A positive LLR score will indicate a prediction of 'spoof', while a negative score will indicate 'bonafide'.

In [None]:
echo "Starting Stage 6: Converting logits to Log-Likelihood Ratios (LLR)..."

# First, calculate the number of bonafide vs. spoof utterances in the training set.
# This is used for calibration.
cut -f2 -d" " "${data}/train/utt2lab" | sort | uniq -c | awk '{print $2 " " $1}' > "${data}/train/lab2num_utts"
echo "Training label counts:"
cat "${data}/train/lab2num_utts"

for dset in dev eval; do
    echo "Calibrating scores for ${dset} set..."
    python wedefense/bin/logits_to_llr.py \
        --logits_scp_path "${exp_dir}/posteriors/${dset}/logits.scp" \
        --training_counts "${data}/train/lab2num_utts" \
        --train_label "${data}/train/utt2lab" \
        --pi_spoof 0.05 # Assumed prior probability of a spoof trial

done

echo "Stage 6 finished."

**Logits → LLR (binary case)**

Let the model output logits $s_{\text{spoof}}$ and $s_{\text{bonafide}}$. The posterior is

$$
P(\text{spoof}\mid x)=\frac{e^{s_{\text{spoof}}}}{e^{s_{\text{spoof}}}+e^{s_{\text{bonafide}}}},\quad
P(\text{bonafide}\mid x)=\frac{e^{s_{\text{bonafide}}}}{e^{s_{\text{spoof}}}+e^{s_{\text{bonafide}}}}
$$

The log-likelihood ratio is

$$
\text{LLR}(x)=\log\frac{P(\text{spoof}\mid x)}{P(\text{bonafide}\mid x)}-\log\frac{\pi_{\text{spoof}}}{1-\pi_{\text{spoof}}}
$$

where $\pi_{\text{spoof}}$ is the prior spoof probability used for calibration.

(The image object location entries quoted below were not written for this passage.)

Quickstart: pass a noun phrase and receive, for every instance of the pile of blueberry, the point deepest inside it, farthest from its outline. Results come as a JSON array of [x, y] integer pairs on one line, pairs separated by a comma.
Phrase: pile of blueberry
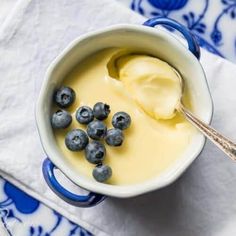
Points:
[[78, 139]]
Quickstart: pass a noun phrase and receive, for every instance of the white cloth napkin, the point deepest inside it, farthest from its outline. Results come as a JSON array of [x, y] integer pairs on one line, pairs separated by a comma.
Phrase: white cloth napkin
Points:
[[201, 202]]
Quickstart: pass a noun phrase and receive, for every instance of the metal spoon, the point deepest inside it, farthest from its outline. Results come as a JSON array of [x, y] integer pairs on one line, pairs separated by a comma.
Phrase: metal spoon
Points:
[[226, 145]]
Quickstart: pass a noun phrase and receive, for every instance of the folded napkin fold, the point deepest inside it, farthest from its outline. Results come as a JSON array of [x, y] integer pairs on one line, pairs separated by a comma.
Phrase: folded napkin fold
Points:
[[201, 202]]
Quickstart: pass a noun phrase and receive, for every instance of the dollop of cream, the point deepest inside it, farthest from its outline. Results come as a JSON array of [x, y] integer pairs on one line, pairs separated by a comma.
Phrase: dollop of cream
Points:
[[153, 84]]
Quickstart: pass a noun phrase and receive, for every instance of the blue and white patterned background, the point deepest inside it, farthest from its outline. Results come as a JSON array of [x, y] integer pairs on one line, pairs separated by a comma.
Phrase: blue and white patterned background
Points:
[[23, 215], [214, 24], [212, 21]]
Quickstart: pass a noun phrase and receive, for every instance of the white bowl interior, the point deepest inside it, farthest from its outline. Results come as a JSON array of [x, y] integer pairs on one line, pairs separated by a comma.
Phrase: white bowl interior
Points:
[[149, 40]]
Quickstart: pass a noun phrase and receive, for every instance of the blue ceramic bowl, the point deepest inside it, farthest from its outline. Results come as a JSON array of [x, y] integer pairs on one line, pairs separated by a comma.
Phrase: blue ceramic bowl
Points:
[[158, 42]]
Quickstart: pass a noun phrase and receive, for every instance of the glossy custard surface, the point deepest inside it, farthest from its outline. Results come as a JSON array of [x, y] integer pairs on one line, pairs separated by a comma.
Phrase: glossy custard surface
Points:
[[136, 84]]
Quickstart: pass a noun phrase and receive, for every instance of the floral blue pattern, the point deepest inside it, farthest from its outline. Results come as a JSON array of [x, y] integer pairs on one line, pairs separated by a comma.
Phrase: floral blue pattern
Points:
[[210, 33], [19, 209]]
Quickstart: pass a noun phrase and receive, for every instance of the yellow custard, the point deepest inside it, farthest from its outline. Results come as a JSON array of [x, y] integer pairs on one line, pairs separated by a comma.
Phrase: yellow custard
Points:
[[136, 84]]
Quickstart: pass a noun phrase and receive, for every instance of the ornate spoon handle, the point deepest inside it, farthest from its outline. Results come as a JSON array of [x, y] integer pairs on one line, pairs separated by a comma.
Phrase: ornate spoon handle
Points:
[[226, 145]]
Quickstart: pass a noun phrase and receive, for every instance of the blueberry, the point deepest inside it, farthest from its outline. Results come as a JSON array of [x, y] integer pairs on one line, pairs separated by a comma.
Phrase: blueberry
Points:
[[95, 152], [121, 120], [64, 97], [114, 137], [84, 115], [61, 119], [102, 173], [76, 140], [96, 129], [101, 110]]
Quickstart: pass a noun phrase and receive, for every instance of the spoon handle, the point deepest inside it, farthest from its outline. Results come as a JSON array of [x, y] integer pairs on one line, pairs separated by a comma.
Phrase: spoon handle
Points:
[[226, 145]]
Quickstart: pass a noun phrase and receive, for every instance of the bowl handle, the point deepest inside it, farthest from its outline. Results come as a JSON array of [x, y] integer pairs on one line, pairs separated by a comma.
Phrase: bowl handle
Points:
[[89, 200], [192, 42]]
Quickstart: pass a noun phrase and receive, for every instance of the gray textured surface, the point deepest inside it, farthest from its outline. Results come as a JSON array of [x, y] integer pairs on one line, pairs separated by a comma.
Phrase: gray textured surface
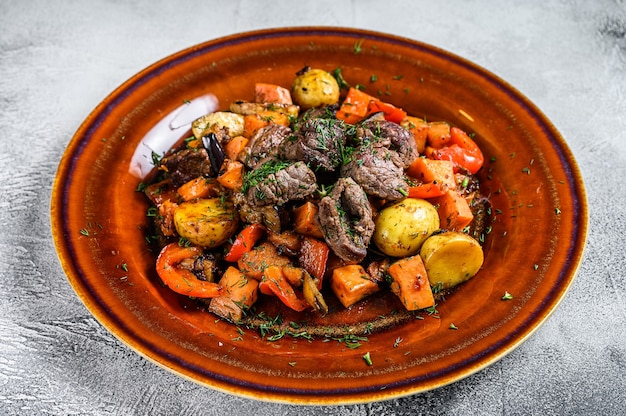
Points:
[[59, 59]]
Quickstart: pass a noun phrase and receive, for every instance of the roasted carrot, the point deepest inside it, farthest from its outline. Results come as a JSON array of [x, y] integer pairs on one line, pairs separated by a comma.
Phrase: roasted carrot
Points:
[[231, 174], [255, 261], [199, 187], [245, 241], [427, 170], [419, 128], [454, 211], [294, 275], [161, 191], [274, 283], [270, 93], [179, 279], [390, 112], [240, 293], [313, 257], [354, 106], [252, 123], [287, 242], [410, 283], [235, 146], [438, 134], [351, 284], [305, 220]]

## Stage 7: Performance Evaluation

Finally, we measure the performance of our system using the calibrated LLR scores. The primary metric for anti-spoofing is the **Equal Error Rate (EER)**.

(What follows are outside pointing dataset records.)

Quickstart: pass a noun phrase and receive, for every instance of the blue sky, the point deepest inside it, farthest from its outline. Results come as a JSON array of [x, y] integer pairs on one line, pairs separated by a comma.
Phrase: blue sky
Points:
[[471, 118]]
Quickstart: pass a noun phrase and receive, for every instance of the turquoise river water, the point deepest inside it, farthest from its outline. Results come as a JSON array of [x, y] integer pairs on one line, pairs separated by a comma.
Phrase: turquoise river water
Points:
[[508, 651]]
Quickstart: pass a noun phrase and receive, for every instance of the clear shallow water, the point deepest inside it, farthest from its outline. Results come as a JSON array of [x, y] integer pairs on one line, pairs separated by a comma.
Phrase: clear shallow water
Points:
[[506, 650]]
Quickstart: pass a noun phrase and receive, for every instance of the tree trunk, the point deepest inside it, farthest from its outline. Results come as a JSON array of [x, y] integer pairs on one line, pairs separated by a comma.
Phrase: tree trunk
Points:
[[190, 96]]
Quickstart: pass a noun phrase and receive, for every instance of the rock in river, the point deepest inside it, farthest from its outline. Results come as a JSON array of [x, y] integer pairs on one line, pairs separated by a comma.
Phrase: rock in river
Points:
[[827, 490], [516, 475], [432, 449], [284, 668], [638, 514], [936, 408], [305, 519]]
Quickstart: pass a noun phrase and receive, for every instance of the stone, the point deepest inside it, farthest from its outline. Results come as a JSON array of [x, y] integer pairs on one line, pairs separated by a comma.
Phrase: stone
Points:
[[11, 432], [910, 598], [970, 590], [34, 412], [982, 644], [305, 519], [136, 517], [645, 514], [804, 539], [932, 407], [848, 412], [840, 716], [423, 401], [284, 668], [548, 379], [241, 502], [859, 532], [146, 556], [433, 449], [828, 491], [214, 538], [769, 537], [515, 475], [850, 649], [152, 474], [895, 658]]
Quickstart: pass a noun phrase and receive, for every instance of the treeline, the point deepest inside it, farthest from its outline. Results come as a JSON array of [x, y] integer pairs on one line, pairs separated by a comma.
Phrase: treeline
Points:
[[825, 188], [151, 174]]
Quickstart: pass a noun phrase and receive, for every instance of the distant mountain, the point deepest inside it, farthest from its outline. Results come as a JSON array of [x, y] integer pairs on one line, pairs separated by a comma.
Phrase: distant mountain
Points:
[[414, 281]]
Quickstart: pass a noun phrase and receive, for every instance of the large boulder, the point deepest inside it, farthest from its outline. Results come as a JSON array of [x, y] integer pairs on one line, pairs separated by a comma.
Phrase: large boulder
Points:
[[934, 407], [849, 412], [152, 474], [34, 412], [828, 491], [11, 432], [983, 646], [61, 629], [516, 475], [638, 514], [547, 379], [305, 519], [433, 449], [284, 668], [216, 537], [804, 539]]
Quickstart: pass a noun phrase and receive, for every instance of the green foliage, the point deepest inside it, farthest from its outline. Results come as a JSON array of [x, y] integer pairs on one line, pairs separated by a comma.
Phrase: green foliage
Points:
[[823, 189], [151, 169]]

- **EER:** The error rate at which the False Acceptance Rate (FAR) equals the False Rejection Rate (FRR). A lower EER indicates better performance.

We will calculate the EER for both the development and evaluation sets.

In [None]:
echo "Starting Stage 7: Measuring Performance..."

for dset in dev eval; do
  echo "Evaluating on ${dset} set..."
  
  # Prepare the ground truth key file in the required format: <utt_id>\t<label>
  key_file="${data}/${dset}/cm_key_file.txt"
  echo -e "filename\tcm-label" > "${key_file}"
  # The sed command replaces the first space with a tab
  sed 's/ /\t/' "${data}/${dset}/utt2lab" >> "${key_file}"

  # Run the evaluation script
  # The output will be displayed here and also saved to a file in the experiment directory.
  python wedefense/metrics/detection/evaluation.py \
      --m t1 \
      --cm "${exp_dir}/posteriors/${dset}/llr.txt" \
      --cm_key "${key_file}" 2>&1 | tee "${exp_dir}/results_${dset}.txt"
done

echo "Stage 7 finished. Results are saved in ${exp_dir}/"

## Conclusion

Congratulations! You have successfully completed all the stages of training and evaluating an anti-spoofing model on the PartialSpoof dataset.

You have learned how to:
- **Prepare** a dataset in the standard Kaldi-style format.
- **Format** the data for efficient training using shards.
- **Train** a ResNet-based model.
- **Extract** embeddings and logits for inference.
- **Calibrate** scores and **evaluate** the system's performance using the EER metric.

### Next Steps
- **Analyze the results:** Check the `results_eval.txt` file in your experiment directory for the final performance.
- **Experiment with hyperparameters:** Try changing the model architecture, learning rate, or other parameters in the `conf/resnet.yaml` file.
- **Embedding visualization:** You may also try to visualize the embedding extracted from the stage 4 following `wedefense/egs/embedding_visualization/embedding_visulization_umap.ipynb`.